In conclusion, there is a discrepancy between the data and simply arithmetic errors that are unacceptable in such a serious study.
1. Compare the data in the section "Adjustment at the time of sale" in the table. A "Calculation of the adjustment at the time of sale" and table. B "Calculation of the market value of 1 ha of land owned by Sonata OJSC".
In table A
Name of the indicator | Object of evaluation | Analogue number 1 | Analogue number 4 |
Adjustment to time of sale | - | 0.963 | 0.716 |
In table B | |||
Name of the indicator | Object of evaluation | Analogue number 1 | Analogue number 4 |
Adjustment to time of sale | - | 0.953 | 0.650 |
2. Land tax on the plots is set at 51.84 kopecks. per m2. At the same time, 51.48 kop is assumed in the calculations.

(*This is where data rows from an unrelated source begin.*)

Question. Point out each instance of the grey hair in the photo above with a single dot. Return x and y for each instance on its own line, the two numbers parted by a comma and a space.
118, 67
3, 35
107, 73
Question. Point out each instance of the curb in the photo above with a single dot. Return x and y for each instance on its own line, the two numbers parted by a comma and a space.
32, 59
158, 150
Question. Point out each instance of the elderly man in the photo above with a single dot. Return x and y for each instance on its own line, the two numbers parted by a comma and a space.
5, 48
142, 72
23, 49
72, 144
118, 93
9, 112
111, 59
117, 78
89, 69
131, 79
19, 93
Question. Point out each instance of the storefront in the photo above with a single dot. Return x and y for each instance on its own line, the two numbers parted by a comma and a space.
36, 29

3. In the expert's opinion, there are numerous arithmetic errors, for example, 181,514–181,514 x 20% - 1999 = 152,761 (according to the expert’s calculation, the result of this expression is 143,212.2).
Based on the above, the expert came to the following conclusions:
1. During the production of a forensic economic examination, the requirements of Art. 55, 82-85 of the APC and art. 14, 16, 17, 21-23, 25, 41 of the Law on Forensic Expert Activities, which regulate expert activities, did not take into account the recommendations on the production of forensic examinations developed by procedural science and the general theory of forensic examination, tested by expert practice.
2. The wording of the first question put forward in the court’s ruling on the resolution of a forensic economic examination, was arbitrarily changed by experts, which led to a distortion of their meaning and substitution of concepts. On this basis, in the future, the entire expert opinion is built, which led to erroneous conclusions on the second question, which is closely related to the first one.
3. In the expert opinion made by the employees of JSC "NKG", there are serious violations of both procedural and substantive nature, inaccuracies and gross arithmetic errors in the calculations.
According to the expert, the answers to the questions put by the court can be given during the production of a repeated commission of judicial and economic expertise.
Having received this expert opinion, the lawyer applied for the expert to be summoned to the court hearing. The court rejected the petition on the grounds that there is no specialist figure in the AIC. In this case, the conclusion itself was attached to the case file as written evidence.
In such a decision is difficult to find logic. It only led to a delay in the process, since later on, on the basis of the above written evidence, a second commission examination was appointed.
Forensic examination is appointed regardless of whether the judge has special knowledge, since the actual data obtained through expert research can not be reflected in any procedural document, except for the expert opinion.
Non-procedural forms of use of special knowledge is the reference and consulting activities of a specialist, for example, before the commencement of the proceedings. In this form, the specialist can give advice to lawyers, because according to the sub. 4 p. 3 Art.6 of the Federal Law No. 63-FZ of May 31, 2002 “On Advocacy and the Bar in the Russian Federation”, a lawyer has the right to engage specialists on a contractual basis to clarify issues related to the provision of legal assistance. The production of non-judicial examinations and research also relates to the non-procedural form of applying special knowledge.